If House lawmakers have their way, future disaster victims might be housed on military bases. A bill has been introduced that would give the Department of Homeland Security (DHS) the authority to establish national emergency centers on military installations for its subsidiary, FEMA.
The National Emergency Centers Establishment Act (HR 645) says these facilities will “provide temporary housing, medical, and humanitarian assistance to individuals and families dislocated due to an emergency or major disaster.” They also will provide centralized locations for training and ensuring the coordination of federal, state, and local first responders. These centralized facilities will “improve the coordination of preparedness, response, and recovery efforts” for all kinds or organizations — public as well as private.

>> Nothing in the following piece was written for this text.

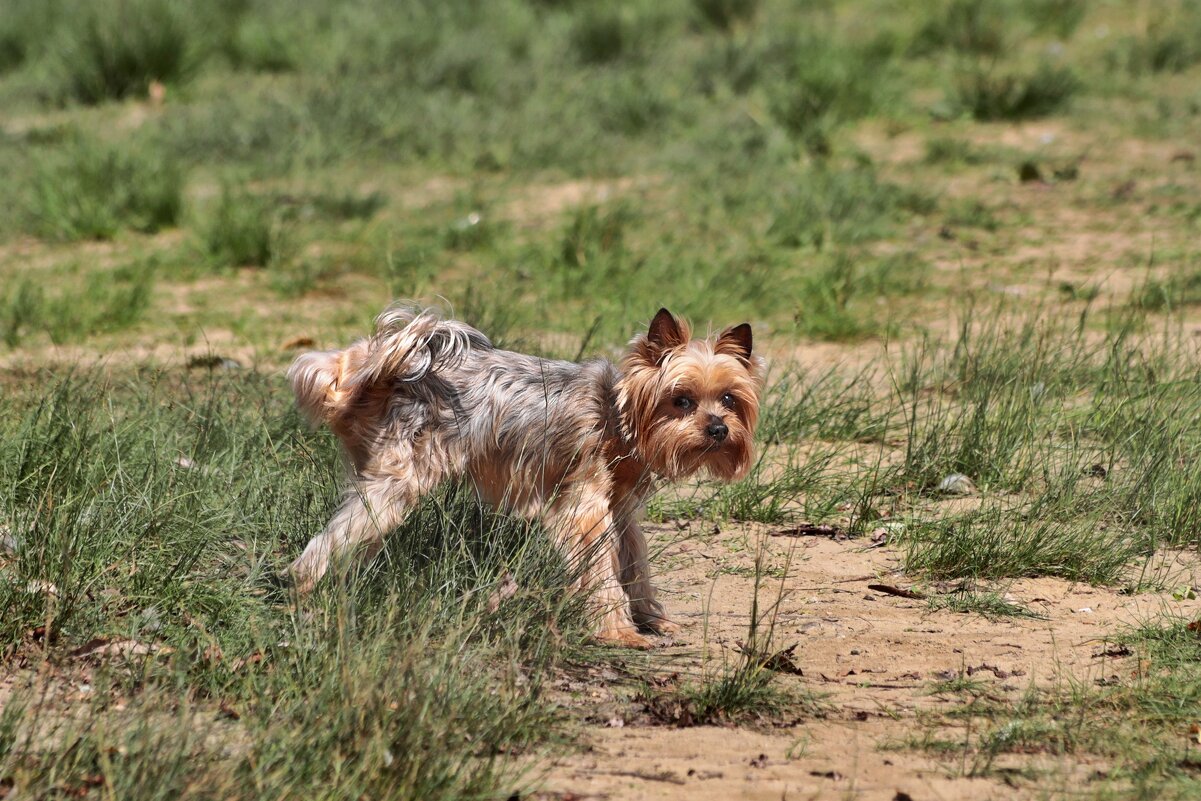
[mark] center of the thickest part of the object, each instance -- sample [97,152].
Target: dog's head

Finally they will “meet other appropriate needs, as determined by the Secretary of Homeland Security.”
So, what exactly does that last one mean? According to the bill, the DHS and Defense secretaries are to designate no fewer than six sites that meet myriad requirements. Oh, and the six have to be spread over the FEMA regions. The preference is that the installations chosen already be closed, like those shuttered through Base Realignment and Closure. Requirements like “capable of meeting for an extended period of time the housing, health, transportation, education, public works, humanitarian, and other transition needs of a large number of individuals affected by an emergency or major disaster” (try that in one breath) are a tall order, as is “asking” DoD to fork over control of its property.
The bill’s detractors refer to the facilities as FEMA prison camps and FEMA concentration camps among other light-hearted fare. Historical references and some very bad B movies aside, sinister is in the eyes of the beholder.
This real estate-internment camps deal was sponsored by Florida Democrat Alcee L. Hastings, who seems to like to sponsor lots of bills. HR 645 is in committee and might die there. Hasting’s district includes densely populated portions of South Florida’s Atlantic coast.